Thursday, August 20, 2015
08:30 AM - 11:45 AM

Level:  Technical - Advanced


Organizations have long been on the "collect troves of any and all data" bandwagon for over a decade now. Yet Data Scientists are rarely ubiquitous within these same organizations. We will present easy-to-implement case studies of diverse statistical analytics and machine learning algorithms that allow practitioners to make actionable inference from their data, painlessly, such that businesses across disciplines and domains begin to actually make use of these data.

Open-source computer science communities for R and Python have developed powerful statistical libraries that are unprecedented in their reliability, transparency, potential, and now accessibility and ease of use. This tutorial will cover the following big-data and statistical learning capabilities in R and Python:

-visualizations of summary statistics, -classification and regression problems, -dimensionality reduction, -how to implement the above in hadoop/mapreduce ecosystems and NoSQL capabilities in our case studies.

Attendees will leave with an understanding of a breadth of statistical learning capabilities, along with a concrete roadmap of how to put into practice and utilize these mathematical and computational advances within diverse domains and data types, across varied data disciplines. Tutees will leave with a general impression of the ease to which these techniques can be applied to their particular problems and organizations, along with the know-how to actually implement these powerful tools.

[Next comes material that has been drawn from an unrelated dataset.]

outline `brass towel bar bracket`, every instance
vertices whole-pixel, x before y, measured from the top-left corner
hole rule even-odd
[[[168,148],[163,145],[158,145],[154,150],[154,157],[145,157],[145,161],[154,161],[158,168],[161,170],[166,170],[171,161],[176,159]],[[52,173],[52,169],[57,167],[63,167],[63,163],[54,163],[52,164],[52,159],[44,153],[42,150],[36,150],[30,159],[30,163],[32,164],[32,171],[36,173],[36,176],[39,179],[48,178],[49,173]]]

Minnesota boy at home in the mountains, when Charlie is not teaching his 5 yr old how to ski powder, he is using mathematics to tell computers how to discover patterns in data. He believes anyone can do machine learning and that by sharing information on computer science, we are all better off. He thinks that if you only give him the chance, he can teach you any statistical concept, and that you'll walk away actually thinking positively about math.